Membrane asymmetry: Models, functions and applications
Virtually all biological membranes show an asymmetric distribution of their lipid species between the outer and inner lipid leaflet. The considerable effort to establish, maintain and regulate this asymmetry implies important functions of this asymmetry. However, owing to the fact that the vast majority of membrane model studies so far has been carried out with symmetric models (including liposomes), very little insight has been obtained into these functions. To overcome this problem, we have been establishing new protocols and procedures to prepare asymmetric liposomes based on enzymatic and lipid-exchange strategies. A key analysis to monitor asymmetry of ionic lipids is the zeta potential measurement, since zeta is unaffected by the molecules in the inner leaflet. We are interested in the impact of asymmetry on membrane protein function and possible bioactive agents acting by lipid scrambling. Asymmetric insertion or extraction of lipids or other molecules into or from one lipid leaflet creates a pressure asymmetry that promotes membrane bending and, ultimately, budding. This process is explored primarily by Asymmetric field flow field fractionation (AF4).
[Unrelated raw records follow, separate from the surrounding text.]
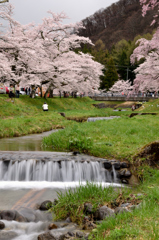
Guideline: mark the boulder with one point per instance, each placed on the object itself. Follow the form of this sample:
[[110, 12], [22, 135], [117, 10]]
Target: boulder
[[124, 165], [7, 235], [103, 212], [125, 181], [116, 165], [8, 215], [51, 236], [121, 210], [52, 226], [45, 205], [107, 165], [29, 214], [2, 225], [124, 173], [88, 208]]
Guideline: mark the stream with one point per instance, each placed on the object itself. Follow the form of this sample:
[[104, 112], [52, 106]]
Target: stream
[[30, 174]]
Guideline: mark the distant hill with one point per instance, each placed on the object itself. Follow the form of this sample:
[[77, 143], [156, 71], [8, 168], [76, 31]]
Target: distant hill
[[122, 20]]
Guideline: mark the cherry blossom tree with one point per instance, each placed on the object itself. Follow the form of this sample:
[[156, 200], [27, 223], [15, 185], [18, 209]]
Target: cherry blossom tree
[[147, 78], [121, 86], [45, 54]]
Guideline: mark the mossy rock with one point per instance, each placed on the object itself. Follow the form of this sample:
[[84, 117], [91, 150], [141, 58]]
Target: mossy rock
[[148, 155]]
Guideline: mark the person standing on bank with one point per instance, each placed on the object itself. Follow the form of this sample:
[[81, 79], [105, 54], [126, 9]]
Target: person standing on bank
[[17, 91], [45, 107]]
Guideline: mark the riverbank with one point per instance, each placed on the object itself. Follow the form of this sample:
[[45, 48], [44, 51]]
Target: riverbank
[[120, 138]]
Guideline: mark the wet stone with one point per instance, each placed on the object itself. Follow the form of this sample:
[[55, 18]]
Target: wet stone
[[125, 181], [2, 225], [116, 165], [124, 165], [107, 165]]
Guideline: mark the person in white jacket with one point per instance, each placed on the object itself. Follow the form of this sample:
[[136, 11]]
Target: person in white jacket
[[45, 107]]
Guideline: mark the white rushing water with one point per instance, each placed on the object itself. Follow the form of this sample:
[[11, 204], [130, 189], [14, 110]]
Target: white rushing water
[[52, 171], [24, 231], [50, 185]]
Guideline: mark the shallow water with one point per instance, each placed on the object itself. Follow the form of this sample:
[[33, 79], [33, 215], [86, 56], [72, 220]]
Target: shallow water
[[31, 142]]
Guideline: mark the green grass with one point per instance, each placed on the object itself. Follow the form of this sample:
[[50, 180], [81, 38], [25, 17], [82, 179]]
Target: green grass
[[119, 138], [141, 223], [71, 203]]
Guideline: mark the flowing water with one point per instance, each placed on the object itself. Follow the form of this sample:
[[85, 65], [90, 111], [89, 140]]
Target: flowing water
[[32, 142], [23, 170]]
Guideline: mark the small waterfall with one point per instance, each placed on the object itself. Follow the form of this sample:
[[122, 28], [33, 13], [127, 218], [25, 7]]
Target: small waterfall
[[52, 171]]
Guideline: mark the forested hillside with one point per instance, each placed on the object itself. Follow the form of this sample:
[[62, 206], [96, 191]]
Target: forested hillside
[[122, 20]]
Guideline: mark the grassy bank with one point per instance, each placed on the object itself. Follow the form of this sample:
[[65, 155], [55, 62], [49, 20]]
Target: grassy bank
[[25, 115], [119, 138]]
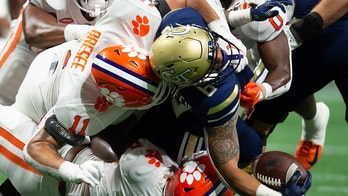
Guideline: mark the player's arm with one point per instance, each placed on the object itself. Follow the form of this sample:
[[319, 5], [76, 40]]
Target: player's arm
[[41, 152], [331, 11], [323, 15], [223, 148], [15, 7], [275, 55]]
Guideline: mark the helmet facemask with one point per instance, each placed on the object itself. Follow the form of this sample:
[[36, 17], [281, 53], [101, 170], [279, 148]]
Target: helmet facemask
[[185, 55], [188, 55]]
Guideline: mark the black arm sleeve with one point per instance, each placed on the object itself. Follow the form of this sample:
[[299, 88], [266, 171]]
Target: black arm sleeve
[[58, 132]]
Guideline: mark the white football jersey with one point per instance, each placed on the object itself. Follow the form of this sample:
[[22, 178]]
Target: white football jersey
[[260, 30], [142, 170], [63, 86]]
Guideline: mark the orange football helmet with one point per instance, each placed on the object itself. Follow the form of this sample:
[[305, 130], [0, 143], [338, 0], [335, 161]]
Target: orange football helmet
[[123, 75], [196, 177]]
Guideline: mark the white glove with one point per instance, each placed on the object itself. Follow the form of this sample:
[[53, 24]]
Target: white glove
[[89, 172], [76, 31], [291, 39]]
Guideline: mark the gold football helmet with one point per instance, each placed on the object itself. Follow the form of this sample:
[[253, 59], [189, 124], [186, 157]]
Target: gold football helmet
[[184, 55]]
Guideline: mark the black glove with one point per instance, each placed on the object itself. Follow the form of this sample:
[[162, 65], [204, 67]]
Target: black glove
[[263, 11], [292, 189]]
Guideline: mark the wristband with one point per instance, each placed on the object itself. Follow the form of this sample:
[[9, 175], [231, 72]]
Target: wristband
[[266, 89], [263, 190], [237, 18], [75, 31], [307, 27]]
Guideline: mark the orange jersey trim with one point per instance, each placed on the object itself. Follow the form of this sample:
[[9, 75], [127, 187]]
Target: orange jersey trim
[[12, 41], [11, 156]]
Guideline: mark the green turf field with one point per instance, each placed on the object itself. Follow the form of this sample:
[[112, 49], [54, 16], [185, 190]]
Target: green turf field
[[330, 177]]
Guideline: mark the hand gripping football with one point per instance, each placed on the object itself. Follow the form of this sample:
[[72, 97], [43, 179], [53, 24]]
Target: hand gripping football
[[275, 168]]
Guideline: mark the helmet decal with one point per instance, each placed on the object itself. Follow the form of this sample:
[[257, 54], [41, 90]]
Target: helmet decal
[[184, 55], [123, 75]]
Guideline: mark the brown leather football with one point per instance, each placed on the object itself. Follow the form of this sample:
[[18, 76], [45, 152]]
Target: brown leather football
[[275, 168]]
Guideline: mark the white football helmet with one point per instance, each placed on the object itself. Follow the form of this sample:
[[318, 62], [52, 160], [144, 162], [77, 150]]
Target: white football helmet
[[93, 7]]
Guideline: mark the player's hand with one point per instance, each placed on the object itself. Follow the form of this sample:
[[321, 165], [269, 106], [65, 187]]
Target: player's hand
[[263, 11], [292, 189], [293, 42], [89, 172], [251, 95]]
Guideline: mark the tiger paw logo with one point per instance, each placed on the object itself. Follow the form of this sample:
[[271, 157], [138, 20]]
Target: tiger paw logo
[[192, 172], [102, 104], [154, 157], [135, 52], [141, 26]]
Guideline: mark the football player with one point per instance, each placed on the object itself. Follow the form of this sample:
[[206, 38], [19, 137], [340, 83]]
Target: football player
[[317, 29], [206, 82], [41, 25], [143, 169]]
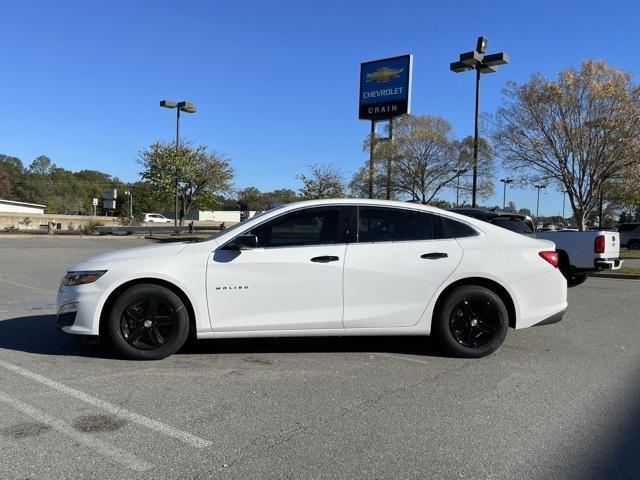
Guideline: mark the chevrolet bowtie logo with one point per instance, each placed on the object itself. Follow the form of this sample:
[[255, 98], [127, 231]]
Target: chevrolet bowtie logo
[[384, 74]]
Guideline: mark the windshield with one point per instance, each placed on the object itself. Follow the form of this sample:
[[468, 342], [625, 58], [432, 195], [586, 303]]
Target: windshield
[[241, 224]]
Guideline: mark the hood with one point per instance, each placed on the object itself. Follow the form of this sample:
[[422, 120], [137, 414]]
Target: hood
[[103, 261]]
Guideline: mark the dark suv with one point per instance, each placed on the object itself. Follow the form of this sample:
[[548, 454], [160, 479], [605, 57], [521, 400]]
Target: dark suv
[[515, 222], [630, 235]]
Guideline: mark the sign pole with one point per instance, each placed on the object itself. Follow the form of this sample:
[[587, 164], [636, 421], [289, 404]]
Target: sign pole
[[385, 93], [389, 159], [372, 140]]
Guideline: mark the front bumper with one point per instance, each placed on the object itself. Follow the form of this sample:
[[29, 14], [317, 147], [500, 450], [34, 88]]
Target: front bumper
[[608, 263], [76, 308]]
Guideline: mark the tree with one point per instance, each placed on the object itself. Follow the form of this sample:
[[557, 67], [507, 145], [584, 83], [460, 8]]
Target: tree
[[253, 198], [322, 181], [42, 165], [359, 183], [424, 156], [5, 184], [577, 131], [486, 168], [200, 176]]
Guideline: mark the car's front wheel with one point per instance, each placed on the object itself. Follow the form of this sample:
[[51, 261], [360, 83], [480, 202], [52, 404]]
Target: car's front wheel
[[147, 322], [472, 322]]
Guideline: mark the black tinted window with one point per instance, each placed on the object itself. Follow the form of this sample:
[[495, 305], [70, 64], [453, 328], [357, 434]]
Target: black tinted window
[[391, 225], [454, 229], [311, 226], [513, 224]]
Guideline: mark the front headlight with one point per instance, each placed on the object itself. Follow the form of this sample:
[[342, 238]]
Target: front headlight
[[82, 278]]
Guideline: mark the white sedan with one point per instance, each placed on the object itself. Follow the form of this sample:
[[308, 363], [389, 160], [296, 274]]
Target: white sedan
[[324, 267]]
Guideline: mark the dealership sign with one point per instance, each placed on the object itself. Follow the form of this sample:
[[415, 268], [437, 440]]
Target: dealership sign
[[385, 88]]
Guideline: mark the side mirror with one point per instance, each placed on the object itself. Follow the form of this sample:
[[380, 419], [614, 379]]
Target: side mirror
[[242, 242]]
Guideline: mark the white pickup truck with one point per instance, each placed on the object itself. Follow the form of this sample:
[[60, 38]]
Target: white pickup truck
[[581, 253]]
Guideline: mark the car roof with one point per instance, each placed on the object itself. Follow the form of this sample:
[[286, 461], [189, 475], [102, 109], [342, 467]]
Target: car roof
[[483, 213]]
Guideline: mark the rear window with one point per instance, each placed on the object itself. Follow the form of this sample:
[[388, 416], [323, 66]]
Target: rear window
[[455, 229], [513, 224]]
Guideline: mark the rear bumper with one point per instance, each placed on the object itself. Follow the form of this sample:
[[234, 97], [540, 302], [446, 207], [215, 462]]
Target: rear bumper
[[608, 263], [540, 300], [555, 318]]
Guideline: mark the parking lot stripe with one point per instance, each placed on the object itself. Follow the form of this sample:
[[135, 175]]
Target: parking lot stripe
[[17, 284], [402, 357], [123, 413], [114, 453]]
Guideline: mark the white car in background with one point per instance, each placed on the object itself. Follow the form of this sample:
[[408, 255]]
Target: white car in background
[[324, 267], [156, 218]]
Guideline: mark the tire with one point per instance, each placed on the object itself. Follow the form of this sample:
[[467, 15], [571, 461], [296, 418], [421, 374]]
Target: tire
[[575, 280], [147, 322], [472, 322]]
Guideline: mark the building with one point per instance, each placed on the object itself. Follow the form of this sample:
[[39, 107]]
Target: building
[[10, 206]]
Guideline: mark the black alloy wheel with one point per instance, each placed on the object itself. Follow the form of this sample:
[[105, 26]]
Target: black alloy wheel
[[474, 322], [471, 322], [147, 322]]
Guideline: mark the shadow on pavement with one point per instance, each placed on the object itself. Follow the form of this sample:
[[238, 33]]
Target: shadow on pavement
[[409, 345], [38, 334], [615, 452]]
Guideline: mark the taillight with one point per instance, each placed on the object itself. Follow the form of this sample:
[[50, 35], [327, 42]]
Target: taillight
[[598, 244], [550, 256]]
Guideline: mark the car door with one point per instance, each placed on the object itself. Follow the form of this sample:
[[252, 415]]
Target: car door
[[399, 261], [292, 281]]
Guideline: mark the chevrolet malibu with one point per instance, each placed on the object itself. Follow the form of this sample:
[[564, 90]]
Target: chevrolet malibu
[[324, 267]]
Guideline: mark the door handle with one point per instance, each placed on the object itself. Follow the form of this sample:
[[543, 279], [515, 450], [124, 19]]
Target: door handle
[[325, 259], [434, 255]]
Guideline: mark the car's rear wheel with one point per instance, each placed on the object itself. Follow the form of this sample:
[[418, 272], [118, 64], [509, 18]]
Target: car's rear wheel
[[472, 322], [147, 322]]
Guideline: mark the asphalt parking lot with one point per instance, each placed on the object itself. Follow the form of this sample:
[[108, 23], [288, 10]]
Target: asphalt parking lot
[[558, 401]]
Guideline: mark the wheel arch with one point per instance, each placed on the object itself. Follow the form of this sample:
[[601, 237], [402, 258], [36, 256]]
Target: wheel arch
[[492, 285], [106, 307]]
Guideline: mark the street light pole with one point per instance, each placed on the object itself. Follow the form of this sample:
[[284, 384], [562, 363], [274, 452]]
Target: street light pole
[[504, 190], [482, 64], [180, 107], [539, 187], [474, 186]]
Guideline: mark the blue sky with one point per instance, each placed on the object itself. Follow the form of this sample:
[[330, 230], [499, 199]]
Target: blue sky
[[275, 83]]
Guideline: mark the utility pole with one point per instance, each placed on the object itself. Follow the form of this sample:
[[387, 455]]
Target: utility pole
[[504, 190], [180, 107], [539, 187], [482, 63]]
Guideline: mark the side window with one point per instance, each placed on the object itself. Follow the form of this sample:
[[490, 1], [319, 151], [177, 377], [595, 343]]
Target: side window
[[379, 224], [513, 224], [312, 226], [455, 229]]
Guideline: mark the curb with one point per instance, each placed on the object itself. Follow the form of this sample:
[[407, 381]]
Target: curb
[[622, 276], [64, 237]]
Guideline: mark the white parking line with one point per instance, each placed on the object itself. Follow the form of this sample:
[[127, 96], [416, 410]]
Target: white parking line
[[114, 453], [402, 357], [123, 413], [17, 284]]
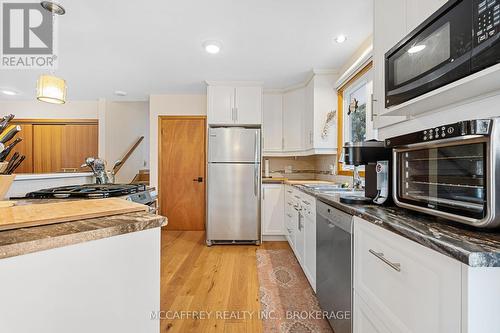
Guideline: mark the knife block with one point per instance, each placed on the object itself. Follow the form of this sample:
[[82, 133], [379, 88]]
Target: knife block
[[5, 184]]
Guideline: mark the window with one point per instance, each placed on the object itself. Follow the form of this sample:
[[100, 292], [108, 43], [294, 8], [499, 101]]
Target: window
[[354, 118]]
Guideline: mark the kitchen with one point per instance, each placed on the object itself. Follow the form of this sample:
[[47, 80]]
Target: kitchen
[[329, 169]]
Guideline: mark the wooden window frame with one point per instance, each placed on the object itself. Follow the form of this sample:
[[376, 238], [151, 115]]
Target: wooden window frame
[[340, 116]]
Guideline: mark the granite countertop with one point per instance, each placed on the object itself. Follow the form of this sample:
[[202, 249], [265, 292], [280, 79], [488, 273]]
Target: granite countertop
[[33, 239], [472, 246]]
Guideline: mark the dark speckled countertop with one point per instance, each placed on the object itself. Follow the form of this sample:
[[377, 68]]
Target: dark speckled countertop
[[474, 247], [28, 240]]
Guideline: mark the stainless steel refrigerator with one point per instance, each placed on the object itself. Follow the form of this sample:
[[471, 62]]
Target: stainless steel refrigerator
[[233, 201]]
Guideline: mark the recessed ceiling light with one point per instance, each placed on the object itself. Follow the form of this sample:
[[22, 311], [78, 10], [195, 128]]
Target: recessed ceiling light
[[340, 38], [53, 7], [212, 46], [9, 92], [416, 48]]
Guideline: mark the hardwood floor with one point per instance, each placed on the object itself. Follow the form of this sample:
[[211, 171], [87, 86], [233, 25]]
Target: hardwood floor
[[218, 283]]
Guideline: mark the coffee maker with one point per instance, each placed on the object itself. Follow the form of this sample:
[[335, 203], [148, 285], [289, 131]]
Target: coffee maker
[[377, 161]]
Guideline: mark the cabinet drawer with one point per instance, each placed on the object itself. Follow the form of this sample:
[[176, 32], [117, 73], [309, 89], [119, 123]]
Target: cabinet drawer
[[410, 287]]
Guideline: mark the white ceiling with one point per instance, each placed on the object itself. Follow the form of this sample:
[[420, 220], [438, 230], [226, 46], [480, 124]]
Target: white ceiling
[[154, 46]]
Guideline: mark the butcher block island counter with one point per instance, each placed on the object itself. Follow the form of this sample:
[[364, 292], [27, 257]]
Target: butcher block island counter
[[99, 274]]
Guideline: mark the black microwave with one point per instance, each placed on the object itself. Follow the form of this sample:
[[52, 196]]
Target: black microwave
[[461, 38]]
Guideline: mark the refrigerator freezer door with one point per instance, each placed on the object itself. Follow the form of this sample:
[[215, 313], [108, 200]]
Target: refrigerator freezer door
[[233, 202], [234, 144]]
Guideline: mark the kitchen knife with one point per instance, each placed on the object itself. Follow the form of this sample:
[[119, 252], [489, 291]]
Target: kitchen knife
[[11, 162], [9, 133], [16, 165], [5, 121], [8, 149]]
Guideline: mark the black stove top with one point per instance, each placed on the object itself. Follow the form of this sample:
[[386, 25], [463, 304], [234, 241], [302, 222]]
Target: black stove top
[[91, 191]]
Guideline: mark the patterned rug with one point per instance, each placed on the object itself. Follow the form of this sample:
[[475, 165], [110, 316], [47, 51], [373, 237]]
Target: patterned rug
[[287, 300]]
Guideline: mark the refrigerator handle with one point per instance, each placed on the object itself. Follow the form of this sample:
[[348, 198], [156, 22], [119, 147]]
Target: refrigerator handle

Stabilization of biologics in solution
Active pharmaceutical ingredients of many modern drugs are antibodies and other large proteins. They offer amazing activity and selectivity but are enormously challenging to be formulated into a stable drug product. Related to our interest in the thermodynamic parameters governing protein folding in general, we seek to understand and optimize the action of protein stabilizing excipients. This project is a collaboration with Boehringer Ingelheim. Important methods are DSC/PPC to desribe unfolding, ITC to quantify binding, and DLS to monitor colloidal stability. It turns out that the extremely complex and diverse mixtures of surfactants representing compendial surfactants approved for intravenous injection, including polysorbates and poloxamers, have unique properties that cannot be rationalized on the basis of text book knowledge on pure surfactants. Many years ago, a reviewer called our work on pharmaceutical surfactant products a “waste of good physical chemistry on dirty systems” – seeing “dirty” systems outperform pure ones in pharmaceutics, we are happy to “waste” our time on establishing at least some basic physical chemistry for them!
Lipid-based drug delivery systems
Lecithin, lysolipids, bile salts and other surfactants are used in a wide variety of drug delivery systems, including vesicluar lipid gels (VLGs), mixed micelles, emulsions, and liposomes. Our aim is a fundamental understanding and rational optimization of such systems that often have been developed on a largely empirical basis. Components of micellar drug delivery systems show specific interactions with plasma proteins that govern drug release.